Lunch with the Director General of the BBC Mark Thompson has failed to sooth ex-Daily Telegraph editor Charles Moore and stop him continuing his campaign against Jonathan Ross over the Andrew Sachs affair.
In today's Telegraph Moore stands by his vow not to pay his licence fee while Ross remains an employee of the BBC, despite being dined by Thompson.
Moore reveals today: "Responding to my complaint, the Director-General of the BBC, Mark Thompson, invited me to lunch. He is a thoughtful, well-educated man. I suggested to him that the television licence fee was the modern equivalent of the tithes which people used to have to pay to the Church of England: even if you did not believe in Anglicanism, or even in God, you still had by law to enrich the Church because your "betters" considered it good for the nation. For the same reason as the tithes went, I argued, so should the licence fee.

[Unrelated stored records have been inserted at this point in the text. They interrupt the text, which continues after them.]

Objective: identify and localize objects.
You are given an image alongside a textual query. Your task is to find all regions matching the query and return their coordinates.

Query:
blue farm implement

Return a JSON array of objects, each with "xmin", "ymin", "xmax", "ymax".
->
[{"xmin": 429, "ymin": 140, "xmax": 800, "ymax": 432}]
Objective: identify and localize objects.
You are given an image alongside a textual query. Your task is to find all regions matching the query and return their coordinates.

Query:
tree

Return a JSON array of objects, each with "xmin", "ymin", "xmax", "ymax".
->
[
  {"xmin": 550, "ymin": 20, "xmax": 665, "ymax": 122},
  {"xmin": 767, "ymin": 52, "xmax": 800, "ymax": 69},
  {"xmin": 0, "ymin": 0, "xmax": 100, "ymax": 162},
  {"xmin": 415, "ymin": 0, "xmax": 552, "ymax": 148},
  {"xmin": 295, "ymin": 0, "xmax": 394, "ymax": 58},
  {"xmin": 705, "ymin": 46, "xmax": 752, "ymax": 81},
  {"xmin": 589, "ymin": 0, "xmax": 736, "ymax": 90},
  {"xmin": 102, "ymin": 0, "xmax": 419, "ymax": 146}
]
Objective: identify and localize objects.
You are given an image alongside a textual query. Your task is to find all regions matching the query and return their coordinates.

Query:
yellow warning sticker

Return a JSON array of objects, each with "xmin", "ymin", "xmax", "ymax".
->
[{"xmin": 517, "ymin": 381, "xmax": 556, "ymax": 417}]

"Mr Thompson did not demur from the comparison, though he rejected my conclusion. He explained to me that the role of the BBC was based on Matthew Arnold's idea that culture could perform the elevating role in society which religion, because people ceased to believe it, had vacated."
Moore remains unpersuaded and reveals he has even forced himself to read Ross's book "Why do I say these things?" Moore's answer to the question posed by Ross is... "because Jonathan, you are the big mouth of an age with nothing to say."